ILC1s, like NK cells, are triggered by IL-12 to secrete high levels of IFN-γ and are dependent on T-bet, but unlike NK cells, they lack perforin and granzyme expression. ILC2 cells were identified in lung, intestine and blood. They produce IL-4, IL-5 and IL-13 in response to stimulation with IL-25, IL-33 and thymic stromal lymphopoietin (TSLP) and are dependent on GATA3. They are the first producers of IL-13 in the gut after helminth infection. ILC2s have been shown to be important in multiple Th2-mediated allergic diseases, including asthma and atopic dermatitis. As mentioned above, ILC2s are also important regulators of eosinophil homeostasis in the gut in a nutritionally dependent fashion. ILC3s secrete IL-17A and IL-22 upon IL-23 stimulation and are dependent on RORγt. The role of these cells in relation to specific disease phenotypes is being actively investigated ( Figure 5-5 ).

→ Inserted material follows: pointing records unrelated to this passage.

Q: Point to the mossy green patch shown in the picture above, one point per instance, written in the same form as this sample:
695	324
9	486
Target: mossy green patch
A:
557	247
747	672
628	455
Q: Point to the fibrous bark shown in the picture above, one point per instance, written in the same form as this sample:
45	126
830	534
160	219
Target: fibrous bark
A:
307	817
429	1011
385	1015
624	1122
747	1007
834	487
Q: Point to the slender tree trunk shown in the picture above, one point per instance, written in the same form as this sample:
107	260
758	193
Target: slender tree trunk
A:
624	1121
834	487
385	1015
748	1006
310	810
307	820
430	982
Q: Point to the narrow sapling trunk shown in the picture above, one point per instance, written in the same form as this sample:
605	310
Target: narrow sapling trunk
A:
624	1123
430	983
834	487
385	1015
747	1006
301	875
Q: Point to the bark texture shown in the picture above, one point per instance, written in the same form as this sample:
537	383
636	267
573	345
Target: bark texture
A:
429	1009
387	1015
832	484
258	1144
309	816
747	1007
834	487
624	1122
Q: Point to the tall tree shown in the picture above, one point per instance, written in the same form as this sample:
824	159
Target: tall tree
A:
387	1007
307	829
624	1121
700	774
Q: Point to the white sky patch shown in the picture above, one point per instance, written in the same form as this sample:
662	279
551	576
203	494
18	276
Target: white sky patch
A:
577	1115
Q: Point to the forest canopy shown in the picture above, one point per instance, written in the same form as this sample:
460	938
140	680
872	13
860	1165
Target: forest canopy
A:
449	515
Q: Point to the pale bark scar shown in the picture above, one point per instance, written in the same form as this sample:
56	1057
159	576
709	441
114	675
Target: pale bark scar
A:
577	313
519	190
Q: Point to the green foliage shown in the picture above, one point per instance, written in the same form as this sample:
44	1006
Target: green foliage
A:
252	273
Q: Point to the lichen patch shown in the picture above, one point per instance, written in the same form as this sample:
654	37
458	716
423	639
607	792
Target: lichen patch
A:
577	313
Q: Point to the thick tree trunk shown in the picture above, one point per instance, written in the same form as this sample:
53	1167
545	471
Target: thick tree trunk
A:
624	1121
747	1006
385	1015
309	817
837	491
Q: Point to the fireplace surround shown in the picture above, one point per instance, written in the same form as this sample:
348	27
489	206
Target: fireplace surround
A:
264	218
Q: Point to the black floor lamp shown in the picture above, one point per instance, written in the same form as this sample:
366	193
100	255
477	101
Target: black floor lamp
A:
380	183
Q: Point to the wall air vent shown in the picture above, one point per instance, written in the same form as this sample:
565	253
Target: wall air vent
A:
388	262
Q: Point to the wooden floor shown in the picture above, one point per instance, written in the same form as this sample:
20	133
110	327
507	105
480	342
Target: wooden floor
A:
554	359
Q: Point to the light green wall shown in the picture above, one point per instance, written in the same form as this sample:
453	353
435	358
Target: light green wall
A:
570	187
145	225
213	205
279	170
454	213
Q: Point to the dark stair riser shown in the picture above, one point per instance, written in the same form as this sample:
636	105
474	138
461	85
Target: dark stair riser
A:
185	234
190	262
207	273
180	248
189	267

Innate lymphoid cell subsets. Three main subtypes of innate lymphoid cells have been identified: ILC1, ILC2 and ILC3. They arise from a common precursor cell that expresses a transcription factor called inhibitor of DNA binding-2 (ID2). The unique cytokine profile and transcription factors responsible for driving cytokine development for the respective subsets are identified.